# Clown jumped



## burnsachris (Jan 16, 2009)

I had 2 clowns in my 30 gal tank with a BTA, a blenny,coralbeauty,some polyps, and some snail and crabs. I was informed that the glass top blocks to much light and that it would be fine not covered. Got up this morning and the smaller of the 2 (my fav.) jumped out and was dead when I woke up







. They never payed attention to RBTA, will the other clown be ok they played alot? Would it be ok to replace him? Should i get a bigger or smaller clown? Whats the best way to cover my tanks to prevent this from happening but still get max light though. 
Please help









Chris


----------



## Kellsindell (Sep 15, 2008)

You can get another clown if you want to. The best thing to do is get a clown that's smaller then the other just to ensure that it's a juvenille(in case the fish that didn't jump is a female). One thing you can do to prevent this in the future is get eggcrate(lighting diffuser) and put it over the tank to deflect the fish back into the water.


----------



## ThalesthePearsei (Jan 27, 2009)

In my experience, if you don't have a lid, a fish WILL eventually end up on the floor. I lost a clown and a firefish. When I added a lid to the tank, my yellow tang still found a way out. It was a small opening in the back where a filter was, somehow, he accurately jumped through this tiny opening and ended up on to of the lid underneath the power compacts. He was baked by the time I got home ....
My cichlids take to the air from time to time....in the middle of the night I heard a loud splash, I didnt really think anything of it since they splash all the time so I went back to sleep. When I woke up, I noticed my large severum was not there. I found him dead behind the stand...ugh, it was tragic. 
I now make sure that all the tank critters stay in the tank no matter what, which is a reason why I like the biocube- completely sealed. A lid for any aquarium is absolutely essential to prevent unnesessary fish deaths.


----------



## onefish2fish (Jul 22, 2008)

theres a few issues. getting a new clown may result in the one you have showing aggression. eggcrate works well to keep fish from jumping but IMO seems to also deflect a good amount of light. a wide netting attached to a frame lid will work good. as for firefish they are jumpers. period. if you wish to keep this fish you MUST have a lid, or else it will go carpet surfing. as for a tang in a 14 gallon cube, well thats an entirely new discussion.


----------



## ThalesthePearsei (Jan 27, 2009)

no no no no no! I do *NOT* have a yellow tang in my 14 biocube!!! How could the tang have jumped out of a biocube? Are you familiar with biocubes? I was referring to my first saltwater tank which was *55 gallons*. I would NEVER advocate keeping any fish like this in a small tank. I thought it was _obvious_ I was referring to a different tank since biocubes do not have any openings in the back whatsoever. It was a 55 gallon tank that I used to have that I do not have anymore I put a glass lid on. :roll:


----------



## onefish2fish (Jul 22, 2008)

gotcha, and yes im familiar with the biocubes. the lid could have been up or removed ( however you do it ) when it jumped


----------



## Kellsindell (Sep 15, 2008)

onefish2fish said:


> theres a few issues. getting a new clown may result in the one you have showing aggression. eggcrate works well to keep fish from jumping but IMO seems to also deflect a good amount of light. a wide netting attached to a frame lid will work good. as for firefish they are jumpers. period. if you wish to keep this fish you MUST have a lid, or else it will go carpet surfing. as for a tang in a 14 gallon cube, well thats an entirely new discussion.

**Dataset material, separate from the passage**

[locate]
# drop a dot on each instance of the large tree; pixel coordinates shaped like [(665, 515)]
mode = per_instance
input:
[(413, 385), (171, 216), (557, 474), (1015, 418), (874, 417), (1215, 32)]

I"ve never heard that eggcrate will decrease the par from the lights to the tank. If you get the silver coated maybe, but with the white only i've not heard anything negatively about it.


----------



## onefish2fish (Jul 22, 2008)

it is called "light defuser" for a reason. 

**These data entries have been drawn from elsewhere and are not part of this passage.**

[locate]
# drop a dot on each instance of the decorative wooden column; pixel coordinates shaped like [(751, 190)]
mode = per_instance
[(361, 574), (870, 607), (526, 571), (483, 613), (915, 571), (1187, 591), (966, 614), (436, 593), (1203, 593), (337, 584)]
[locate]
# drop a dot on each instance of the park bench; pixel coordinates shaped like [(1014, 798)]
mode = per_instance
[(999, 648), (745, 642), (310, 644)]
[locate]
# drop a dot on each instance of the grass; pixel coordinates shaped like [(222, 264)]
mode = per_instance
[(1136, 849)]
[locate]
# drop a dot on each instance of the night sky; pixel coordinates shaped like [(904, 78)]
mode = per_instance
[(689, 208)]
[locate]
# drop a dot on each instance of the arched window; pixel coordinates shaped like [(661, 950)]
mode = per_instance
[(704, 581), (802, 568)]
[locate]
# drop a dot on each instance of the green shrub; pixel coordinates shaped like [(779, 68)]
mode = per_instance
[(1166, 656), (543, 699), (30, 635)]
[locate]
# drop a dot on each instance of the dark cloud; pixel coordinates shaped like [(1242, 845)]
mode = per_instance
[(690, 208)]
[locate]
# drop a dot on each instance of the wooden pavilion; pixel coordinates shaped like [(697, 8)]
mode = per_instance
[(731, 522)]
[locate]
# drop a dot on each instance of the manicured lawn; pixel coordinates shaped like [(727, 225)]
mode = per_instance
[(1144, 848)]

really if you look at the amount of light being deflected to your back wall (behind the tank) you will see what im talking about.


----------



## cerianthus (Jul 13, 2008)

i also think egg crate will decrease/deflect lights. Even Glass Canopy do other than those made by Oceanic which increased intensity(wethe rit absorbed some wavelength, dont know). Used to make fence using plexi/acrylic on top of the tank and couple of hinges or hook on front panel for easy access to tank. Of course the lighting was hung from ceiling. This fence have prevented good amount of fish from tenpingt to fly/carpet dive..


----------



## Pasfur (Mar 29, 2008)

I have always used open top marine aquariums, and I have only had 1 fish to jump over the years. This fish was being bullied by the occupants of the tank, and looking for an escape.

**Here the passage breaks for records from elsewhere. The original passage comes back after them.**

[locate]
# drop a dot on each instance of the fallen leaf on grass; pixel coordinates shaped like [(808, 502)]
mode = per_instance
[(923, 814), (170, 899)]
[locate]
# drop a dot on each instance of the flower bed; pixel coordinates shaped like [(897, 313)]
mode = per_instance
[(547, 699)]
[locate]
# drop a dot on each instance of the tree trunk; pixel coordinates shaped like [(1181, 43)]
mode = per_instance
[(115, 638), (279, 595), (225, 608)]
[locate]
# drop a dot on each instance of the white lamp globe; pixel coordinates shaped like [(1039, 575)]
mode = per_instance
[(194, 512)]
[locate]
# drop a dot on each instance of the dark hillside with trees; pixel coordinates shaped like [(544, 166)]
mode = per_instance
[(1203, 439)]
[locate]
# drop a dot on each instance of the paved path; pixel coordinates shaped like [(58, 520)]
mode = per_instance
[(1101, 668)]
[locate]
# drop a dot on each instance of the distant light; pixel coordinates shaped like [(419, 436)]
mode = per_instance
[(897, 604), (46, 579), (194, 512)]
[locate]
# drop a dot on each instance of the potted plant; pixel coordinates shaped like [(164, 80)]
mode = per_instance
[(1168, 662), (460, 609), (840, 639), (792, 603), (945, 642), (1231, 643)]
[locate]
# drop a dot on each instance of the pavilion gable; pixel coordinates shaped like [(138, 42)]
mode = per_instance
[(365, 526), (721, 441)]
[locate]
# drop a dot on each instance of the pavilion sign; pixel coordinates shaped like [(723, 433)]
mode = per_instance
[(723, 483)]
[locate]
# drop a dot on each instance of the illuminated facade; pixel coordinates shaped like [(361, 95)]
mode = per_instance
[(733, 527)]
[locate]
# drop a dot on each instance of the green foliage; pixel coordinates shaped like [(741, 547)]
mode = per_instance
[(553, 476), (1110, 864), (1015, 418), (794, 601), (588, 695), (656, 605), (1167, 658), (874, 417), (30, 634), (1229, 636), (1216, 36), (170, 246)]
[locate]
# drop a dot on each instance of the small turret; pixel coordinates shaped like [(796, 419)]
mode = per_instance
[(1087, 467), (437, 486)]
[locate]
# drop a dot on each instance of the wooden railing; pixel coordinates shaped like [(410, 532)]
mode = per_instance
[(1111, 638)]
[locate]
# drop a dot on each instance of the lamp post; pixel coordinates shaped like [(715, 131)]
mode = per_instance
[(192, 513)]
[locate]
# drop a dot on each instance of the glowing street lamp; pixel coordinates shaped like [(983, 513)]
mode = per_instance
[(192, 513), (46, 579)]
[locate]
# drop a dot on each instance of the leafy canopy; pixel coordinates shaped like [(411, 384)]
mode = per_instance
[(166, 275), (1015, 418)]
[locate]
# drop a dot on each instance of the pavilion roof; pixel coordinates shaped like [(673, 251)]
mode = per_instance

In my experience, the best defense against jumpers is to provide ample space for your livestock, and to be cautious of which fish you mix together.


----------



## Kellsindell (Sep 15, 2008)

onefish2fish said:


> it is called "light defuser" for a reason.
> 
> really if you look at the amount of light being deflected to your back wall (behind the tank) you will see what im talking about.


True but i'd like to see some PAR measurements that'll show how much of a diff it makes.


----------